Pemahaman mengenai kepribadian yang dimiliki oleh setiap calon konsumen, dapat menentukan segmentasi target pasar. Demikian juga dengan sistem nilai yang dianut dan dijalankan oleh sekelompok masyarakat pada area geografis tertentu, yang dapat mempengaruhi diterima atau tidaknya suatu produk tertentu. Pada akhirnya, suatu produk yang dikonsumsi dan digunakan akan menyatu dengan keseharian dan kehidupan penggunanya, dan akan mengakibatkan suatu corak gaya hidup tertentu. Hal yang unik adalah, seringkali justru efek dari pemakaian suatu produk yang menimbulkan kesan atas gaya hidup tertentu inilah yang kerap kali dijadikan alasan tambahan atau bahkan alasan utama, di luar harga dan kebutuhan riil, bagi lakunya berbagai macam produk yang menjajakan kesan atas gaya hidup tertentu.
Memahami ketiga hal di atas akan memberikan gambaran yang lebih lengkap bagi pemasar untuk memotret perilaku konsumen dalam mengonsumsi suatu produk tertentu.

II.    TUJUAN
Tujuan dari penulisan makalah ini adalah:
a.       Mengetahui konsep dasar kepribadian dalam kaitannya dalam memahami perilaku konsumen.
b.      Mengetahui konsep dasar nilai dalam kaitannya dalam memahami perilaku konsumen.
c.       Mengetahui konsep dasar gaya hidup dalam kaitannya dalam memahami perilaku konsumen.


B. PEMBAHASAN
I.      KEPRIBADIAN

i.      Definisi
Seperangkat karakteristik psikologis yang menentukan pola berpikir, merasakan dan bertindak, yaitu individualitas pribadi dan sosial dari seseorang, disebut kepribadian.

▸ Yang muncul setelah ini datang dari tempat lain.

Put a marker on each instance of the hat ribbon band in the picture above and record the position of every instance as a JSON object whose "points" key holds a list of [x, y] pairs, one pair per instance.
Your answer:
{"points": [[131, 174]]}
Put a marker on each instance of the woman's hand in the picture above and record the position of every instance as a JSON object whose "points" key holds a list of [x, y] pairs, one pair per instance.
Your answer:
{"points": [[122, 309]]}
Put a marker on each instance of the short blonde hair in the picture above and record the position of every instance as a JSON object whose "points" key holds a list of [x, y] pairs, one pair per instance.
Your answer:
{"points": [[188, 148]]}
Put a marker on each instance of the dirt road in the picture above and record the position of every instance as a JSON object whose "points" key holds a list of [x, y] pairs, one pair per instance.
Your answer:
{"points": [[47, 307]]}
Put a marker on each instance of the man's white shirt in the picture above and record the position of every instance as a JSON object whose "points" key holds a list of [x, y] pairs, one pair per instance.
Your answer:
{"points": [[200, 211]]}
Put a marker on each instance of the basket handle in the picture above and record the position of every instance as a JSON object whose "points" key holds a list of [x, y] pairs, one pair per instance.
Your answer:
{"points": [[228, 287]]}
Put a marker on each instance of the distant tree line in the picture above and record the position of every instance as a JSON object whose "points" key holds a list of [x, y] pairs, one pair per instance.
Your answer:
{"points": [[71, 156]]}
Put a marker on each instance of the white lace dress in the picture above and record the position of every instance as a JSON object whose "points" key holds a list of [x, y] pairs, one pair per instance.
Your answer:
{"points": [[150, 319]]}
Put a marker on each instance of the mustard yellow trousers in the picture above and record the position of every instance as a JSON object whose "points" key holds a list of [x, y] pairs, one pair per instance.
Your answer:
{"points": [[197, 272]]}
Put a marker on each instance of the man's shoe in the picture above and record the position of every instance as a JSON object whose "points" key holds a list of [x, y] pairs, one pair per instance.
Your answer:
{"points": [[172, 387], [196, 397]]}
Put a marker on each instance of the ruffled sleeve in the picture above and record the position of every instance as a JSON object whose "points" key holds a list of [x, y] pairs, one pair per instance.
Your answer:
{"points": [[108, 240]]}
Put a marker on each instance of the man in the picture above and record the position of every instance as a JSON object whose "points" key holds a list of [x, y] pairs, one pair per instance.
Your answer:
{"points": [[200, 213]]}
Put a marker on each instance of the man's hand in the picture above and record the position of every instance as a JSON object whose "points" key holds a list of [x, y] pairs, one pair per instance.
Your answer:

Pembentukan kepribadian adalah proses bertahap, kompleks dan unik untuk setiap individu. Kepribadian mencerminkan keseluruhan sikap, perasaan, ekspresi, temparmen, ciri-ciri kas dan perilaku seseorang. Sikap perasaan ekspresi dan tempramen itu akan terwujud dalam tindakan seseorang jika dihadapkan pada situasi tertentu. Setiap orang mempunyai kecenderungan perilaku yang baku, atau berlaku terus menerus secara konsisten dalam menghadapai situasi yang di hadapi, sehingga menjadi ciri khas pribadinya.
Berikut adalah usaha beberapa ahli untuk mendefinisikan apa kepribadian itu:
a.       Cuber: Kepribadian adalah gabungan keseluruhan dari sifat-sifat yang tampak dan dapat dilihat oleh seseorang.
b.      Allport: Kepribadian adalah suatu organisasi yang dinamis dari sistem psiko-fisik indvidu yang menentukan tingkah laku.
c.       Yinger: Kepribadian adalah keseluruhan perilaku dari seorang individu dengan sistem, kecenderungan tertentu yang berinteraksi dengan serangkaian instruksi.
d.      Bouwer: Kepribadian adalah corak tingkah laku sosial yang meliputi corak kekuatan, dorongan, keinginan, opini dan sikap-sikap seseorang.
e.      Newcombe: Kepribadian adalah organisasi sikap-sikap yang dimiliki seseorang sebagai latar belakang terhadap perilaku.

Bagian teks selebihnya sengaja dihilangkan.